Rappelons la problématique et l’hypothèse de ce travail : Dans quelle mesure les lésions périnéales, et l’aide apportée par les professionnels à leur propos, influencent-t- elles la reprise de la sexualité de la femme dans les mois suivant l’accouchement ?

• Les lésions traumatiques de l’accouchement ont une incidence négative sur la vie de la femme et la reprise de la sexualité dans le post-partum.

• Certaines lésions périnéales compliquent plus la reprise de la sexualité.

• Les femmes manquent de compréhension au sujet de leur corps et de la sexualité.

1. 1 Dans quelle mesure les lésions périnéales influencent-t-elles la reprise de la sexualité de la femme dans les mois suivant l’accouchement ?

Au cours de ces entretiens, nous avons relevé que la grande majorité des femmes ont utilisé des termes négatifs pour décrire leurs sensations périnéales dans le post- partum. A propos des douleurs périnéales dans le post-partum, il ne nous est pas apparu de corrélation entre un type de lésions, ou de sutures, et leurs conséquences sur le ressenti des patientes. Cependant, dans notre population, toutes les déchirures du deuxième degré et 2/3 des épisiotomies ont été cause d’hypersensibilité au moment de la reprise de la sexualité.

Une étude réalisée au Canada, sur une cohorte de patientes, a cherché à déterminer la fréquence des douleurs en fonction du type de lésion périnéale. Au cours de l’enquête, les douleurs étaient plus basse pour les patientes ayant eu un périnée

intact, par rapport à celles avec une déchirure du premier ou second degré. En revanche, elle était plus intense pour celles ayant eu une épisiotomie. Les douleurs ont diminué proportionnellement dans le temps. (26)
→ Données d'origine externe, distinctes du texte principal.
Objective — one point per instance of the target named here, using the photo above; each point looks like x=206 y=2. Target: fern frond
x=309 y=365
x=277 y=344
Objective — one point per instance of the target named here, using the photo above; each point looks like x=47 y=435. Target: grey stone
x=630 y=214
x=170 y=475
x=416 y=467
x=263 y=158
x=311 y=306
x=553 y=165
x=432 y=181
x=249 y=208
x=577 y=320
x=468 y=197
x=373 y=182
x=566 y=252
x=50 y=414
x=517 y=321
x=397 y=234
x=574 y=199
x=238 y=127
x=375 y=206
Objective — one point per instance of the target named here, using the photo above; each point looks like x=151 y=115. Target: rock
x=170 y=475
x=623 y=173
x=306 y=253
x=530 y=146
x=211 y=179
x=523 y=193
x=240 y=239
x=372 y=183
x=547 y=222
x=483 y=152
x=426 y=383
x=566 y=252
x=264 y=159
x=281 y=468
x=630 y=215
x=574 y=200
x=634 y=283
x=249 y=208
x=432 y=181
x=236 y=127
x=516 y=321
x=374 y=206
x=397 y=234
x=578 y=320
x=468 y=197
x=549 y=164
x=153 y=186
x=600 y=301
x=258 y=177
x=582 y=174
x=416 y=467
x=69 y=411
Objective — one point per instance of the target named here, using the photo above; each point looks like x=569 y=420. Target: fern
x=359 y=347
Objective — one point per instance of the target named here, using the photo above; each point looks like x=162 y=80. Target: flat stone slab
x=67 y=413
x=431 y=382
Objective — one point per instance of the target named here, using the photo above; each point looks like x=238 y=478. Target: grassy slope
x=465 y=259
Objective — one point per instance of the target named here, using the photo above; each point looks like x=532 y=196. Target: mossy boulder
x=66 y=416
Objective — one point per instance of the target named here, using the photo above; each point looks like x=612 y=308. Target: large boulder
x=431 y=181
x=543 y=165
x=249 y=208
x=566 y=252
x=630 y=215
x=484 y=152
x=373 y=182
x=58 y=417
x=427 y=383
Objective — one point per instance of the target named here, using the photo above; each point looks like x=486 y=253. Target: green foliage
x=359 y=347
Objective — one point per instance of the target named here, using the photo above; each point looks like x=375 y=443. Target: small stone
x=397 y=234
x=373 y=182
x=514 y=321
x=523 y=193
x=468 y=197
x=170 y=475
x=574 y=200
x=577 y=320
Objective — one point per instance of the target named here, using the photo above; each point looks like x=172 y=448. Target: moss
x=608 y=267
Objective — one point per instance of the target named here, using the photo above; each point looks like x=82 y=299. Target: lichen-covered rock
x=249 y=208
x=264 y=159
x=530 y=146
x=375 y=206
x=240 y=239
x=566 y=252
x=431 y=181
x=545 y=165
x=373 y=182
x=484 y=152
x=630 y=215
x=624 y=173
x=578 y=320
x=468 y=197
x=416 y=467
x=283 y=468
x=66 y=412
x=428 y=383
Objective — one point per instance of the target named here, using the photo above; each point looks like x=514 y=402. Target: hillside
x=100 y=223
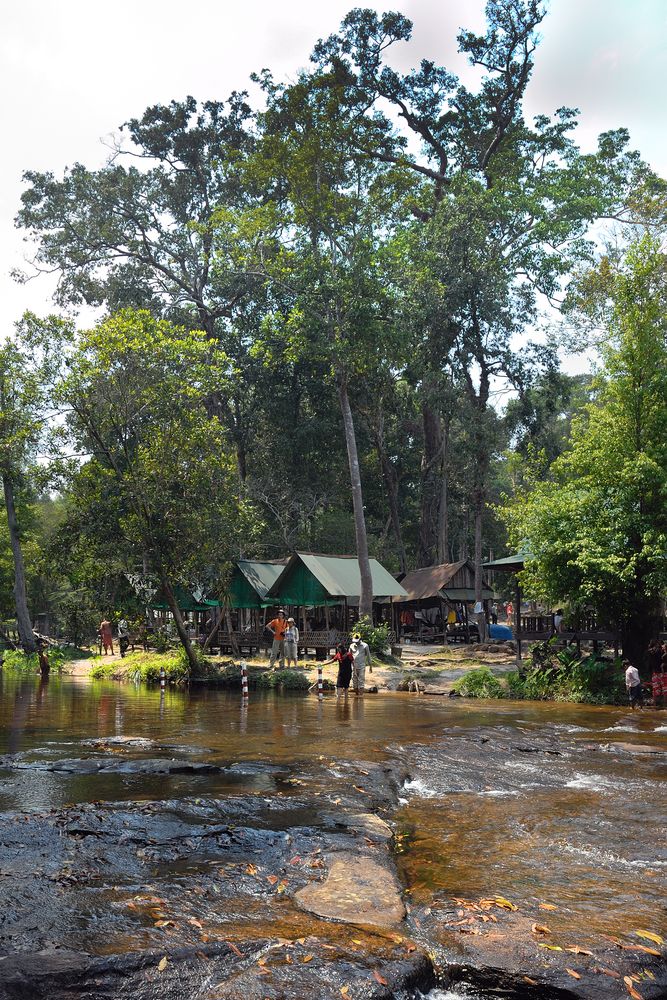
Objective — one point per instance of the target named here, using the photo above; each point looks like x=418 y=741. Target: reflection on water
x=528 y=801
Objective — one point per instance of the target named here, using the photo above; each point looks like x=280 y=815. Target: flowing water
x=540 y=803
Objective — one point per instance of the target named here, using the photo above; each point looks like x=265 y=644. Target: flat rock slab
x=357 y=890
x=634 y=747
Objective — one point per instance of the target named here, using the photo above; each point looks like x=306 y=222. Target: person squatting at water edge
x=634 y=685
x=277 y=627
x=343 y=657
x=361 y=655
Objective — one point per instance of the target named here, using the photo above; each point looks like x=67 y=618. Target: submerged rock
x=357 y=890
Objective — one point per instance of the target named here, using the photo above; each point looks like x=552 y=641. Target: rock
x=357 y=890
x=634 y=747
x=366 y=823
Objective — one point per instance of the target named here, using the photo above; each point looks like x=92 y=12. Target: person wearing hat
x=361 y=655
x=291 y=643
x=277 y=627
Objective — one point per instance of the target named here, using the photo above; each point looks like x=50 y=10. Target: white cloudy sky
x=73 y=70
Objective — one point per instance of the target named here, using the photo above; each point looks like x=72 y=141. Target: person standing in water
x=106 y=636
x=291 y=643
x=361 y=655
x=277 y=627
x=634 y=685
x=343 y=657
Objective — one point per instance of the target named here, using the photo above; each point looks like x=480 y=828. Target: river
x=559 y=810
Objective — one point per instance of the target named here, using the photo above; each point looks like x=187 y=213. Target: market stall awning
x=310 y=579
x=251 y=581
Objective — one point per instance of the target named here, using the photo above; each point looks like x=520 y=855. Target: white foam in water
x=419 y=787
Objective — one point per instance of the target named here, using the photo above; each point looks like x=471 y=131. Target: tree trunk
x=431 y=486
x=480 y=616
x=20 y=597
x=366 y=598
x=180 y=627
x=391 y=483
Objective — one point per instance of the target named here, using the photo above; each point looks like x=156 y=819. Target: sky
x=72 y=71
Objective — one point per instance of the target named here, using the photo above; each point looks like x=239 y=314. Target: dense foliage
x=310 y=309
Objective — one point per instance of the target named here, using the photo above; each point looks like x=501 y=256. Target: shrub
x=377 y=636
x=103 y=671
x=479 y=683
x=28 y=663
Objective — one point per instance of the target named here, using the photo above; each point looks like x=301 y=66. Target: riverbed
x=144 y=834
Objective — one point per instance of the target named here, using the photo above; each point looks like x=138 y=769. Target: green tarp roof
x=251 y=581
x=310 y=579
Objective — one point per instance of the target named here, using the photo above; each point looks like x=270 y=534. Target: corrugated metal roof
x=433 y=581
x=340 y=577
x=509 y=563
x=261 y=575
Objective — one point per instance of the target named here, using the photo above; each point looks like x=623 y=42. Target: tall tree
x=598 y=527
x=505 y=205
x=136 y=390
x=334 y=224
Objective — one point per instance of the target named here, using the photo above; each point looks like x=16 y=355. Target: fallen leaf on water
x=650 y=936
x=631 y=990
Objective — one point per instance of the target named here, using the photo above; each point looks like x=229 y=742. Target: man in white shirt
x=634 y=685
x=362 y=658
x=291 y=643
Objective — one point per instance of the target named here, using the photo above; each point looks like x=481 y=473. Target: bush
x=479 y=683
x=377 y=636
x=288 y=680
x=28 y=663
x=103 y=671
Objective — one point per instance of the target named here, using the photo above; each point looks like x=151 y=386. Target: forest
x=332 y=314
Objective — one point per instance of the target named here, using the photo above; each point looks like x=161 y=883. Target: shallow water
x=534 y=802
Nous avons relevé que les lésions périnéales pouvaient être à l’origine de désagréments dans des gestes du quotidien, comme la miction ou la position assise, forçant les femmes à ajuster leur façon de faire.

Nous n’avons pu conclure sur l’incidence des lésions à elles seules dans la reprise de la sexualité. Nous savons toutefois que les femmes ayant ressentie une sensibilité au niveau périnéal ont adapté leur vie sexuelle en changeant leurs pratiques. Mais aucune corrélation quantitative n’a pu être faite, compte tenu d’un si petit échantillon de patientes, entre l’importance des lésions et les conséquences sur leur vie sexuelle. Cependant, cette analyse amène des notions qualitatives grâce au vocabulaire utilisé par les patientes, par rapport à leur ressenti. Pour qualifier cette sensation, certaines ont utilisé le terme « douloureux ». Les sensations variaient dans leur typologie, se caractérisant par des picotements, des tiraillements, des brulures, un prurit ou une douleur à type de décharge électrique.

Une étude prospective a évalué la reprise de la sexualité à six semaines d'un accouchement par voie basse en fonction des lésions périnéales. Cette enquête montre un plus faible taux de femmes ayant repris une sexualité parmi celles qui ont eu une épisiotomie par rapport à celles avec des déchirures. (57)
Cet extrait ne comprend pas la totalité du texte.